AI Engineering
Chatbot Memory: How LLMs Remember Context - Buffer, Summary, Vector Memory
Цели урока
- Understand why LLMs lack built-in memory and how the backend solves this
- Implement Buffer Memory and Window Memory for simple chatbots
- Master Summary Memory for long conversations with summarization
- Apply Vector (episodic) Memory as RAG over conversation history
- Design Hybrid Memory with PostgreSQL persistence for production
Предварительные знания
- RAG pipeline and vector search
- Chat Completions API
LLMs remember nothing. Every request is a blank slate. The illusion of memory in ChatGPT is simply the entire conversation context being resent on each call. Character.ai does this for 20 billion messages per day. MemGPT (Letta) went further: the LLM manages its own memory, deciding what to record and what to forget. Chatbot retention without proper memory architecture - 15%. With hybrid memory - 60%.
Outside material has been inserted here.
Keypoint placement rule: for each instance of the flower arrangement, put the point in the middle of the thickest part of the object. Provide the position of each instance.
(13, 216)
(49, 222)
- ChatGPT uses window memory + server-side persistence in PostgreSQL - every chat is stored and can be resumed a month later
- Character.AI processes 20B+ messages/day - personality memory across sessions is implemented via vector store + entity extraction
- Intercom AI Support - hybrid memory with vector search over client ticket history, the agent knows all past interactions
- MemGPT (Letta, 2023) - the LLM manages its own memory: main context + archival storage + recall storage, with entity extraction from conversation
Memory was born from the context-window limit
Tracking dialogue state is an old problem from task-oriented chatbots, but memory as an LLM concern arrived with the ChatGPT era. When ChatGPT launched on 30 November 2022, its context window was about 4,096 tokens - once a conversation outgrew it, the earliest turns were pushed out and the model simply forgot them. That hard limit is the reason every memory architecture exists. **LangChain** (Harrison Chase, October 2022) shipped the first widely used memory abstractions - buffer, window, and summary memory - giving developers ready patterns instead of hand-rolled history management. In 2023 **MemGPT** (Charles Packer and colleagues, UC Berkeley) pushed further: treat the context window like an operating system's RAM and let the LLM page facts in and out of external storage, deciding for itself what to keep. The project later became Letta.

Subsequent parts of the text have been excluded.